Topically Diverse Query Focus Summarization (TD-QFS)


Background information about the TD-QFS dataset can be found in (Baumel, Cohen and Elhadad).

QFS algorithms must combine query relevance assessment, central content identification, and redundancy avoidance. Frustratingly, state of the art algorithms designed for QFS do not significantly improve upon generic summarization methods, which ignore query relevance, when evaluated on traditional QFS datasets. We hypothesize this lack of success stems from the nature of the dataset.

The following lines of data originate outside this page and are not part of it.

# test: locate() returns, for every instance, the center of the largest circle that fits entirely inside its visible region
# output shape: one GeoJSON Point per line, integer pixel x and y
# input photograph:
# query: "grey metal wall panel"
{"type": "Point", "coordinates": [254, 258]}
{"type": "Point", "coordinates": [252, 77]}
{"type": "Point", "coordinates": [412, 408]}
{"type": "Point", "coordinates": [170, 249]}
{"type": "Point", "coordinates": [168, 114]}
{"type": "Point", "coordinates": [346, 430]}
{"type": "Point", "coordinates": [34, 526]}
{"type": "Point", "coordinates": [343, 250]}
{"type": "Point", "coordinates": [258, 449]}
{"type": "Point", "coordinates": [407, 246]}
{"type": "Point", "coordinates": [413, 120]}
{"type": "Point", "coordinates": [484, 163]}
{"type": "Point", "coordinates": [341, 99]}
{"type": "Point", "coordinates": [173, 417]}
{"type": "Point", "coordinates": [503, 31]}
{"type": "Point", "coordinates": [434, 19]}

The user scenario of this study is Query Focused Summarization (QFS): given an input document cluster and a query, generate an answer to the query which is a brief, well-organized, fluent answer to the query. We prepared a dataset of document clusters in the field of Consumer Health, and asked expert users (Medical Students) to generate summaries of document sets given various queries. All the manual summaries can be found here.

We reused the document clusters from the QCFS dataset. Those clusters were gathered by medical experts given the general topic (e.g., "asthma") from reliable sources such as NIH, Asthma NZ, U.S. National Library of Medicine, Wikipedia, Mayo Clinic, Alzheimer's Association.

The dataset contains four document clusters: Asthma, Alzheimer's Disease, Lung Cancer and Obesity.

Topic concentration is an abstract property of a query-focused multi-document summarization dataset. It measures the extent to which the documents in a document cluster cover the same input query. The TD-QFS dataset was constructed in order to obtain lower topic concentration than is found in existing QFS datasets such as DUC 2005-2007.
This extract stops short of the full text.